If you like: a slicker variant of ‘80s British new wave, this early Style Council record is for you.
About: Guitarist/vocalist Paul Weller broke up the Jam, the most popular British band of the early ‘80s, at the height of their success in 1982 because he was dissatisfied with their musical direction. Weller wanted to incorporate more elements of soul, R&B, and jazz into his songwriting, which is something he felt his punk-oriented bandmates were incapable of performing. In order to pursue this musical direction, he teamed up in 1983 with keyboardist Mick Talbot, a former member of the mod revival band the Merton Parkas. Together, Weller and Talbot became the Style Council–other musicians were added according to what kind of music the duo were performing. With the Style Council, the underlying intellectual pretensions that ran throughout Weller’s music came to the forefront.

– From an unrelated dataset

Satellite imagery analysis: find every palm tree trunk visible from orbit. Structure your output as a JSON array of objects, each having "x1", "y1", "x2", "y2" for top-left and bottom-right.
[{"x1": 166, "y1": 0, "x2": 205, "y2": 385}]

Although the music was rooted in American R&B, it was performed slickly–complete with layers of synthesizers and drum machines–and filtered through European styles and attitudes. Weller’s lyrics were typically earnest, yet his leftist political leanings became more pronounced. His scathing criticisms of racism, unemployment, Margaret Thatcher, and sexism sat uneasily beside his burgeoning obsession with high culture. As his pretensions increased, the number of hits the Style Council had decreased.*via Stephen Thomas
Why it’s worth your time: Putting this record on your turntable is like getting a new window air conditioner unit. Introducing The Style Council drips with an undeniable coolness–one relatively foreign to our day and age, one difficult to pinpoint, but one palpable nonetheless. With both Weller and Talbot fresh off their prior projects and hot on creating something completely new here, we get a rare etching of a zealous and unadulterated beginning.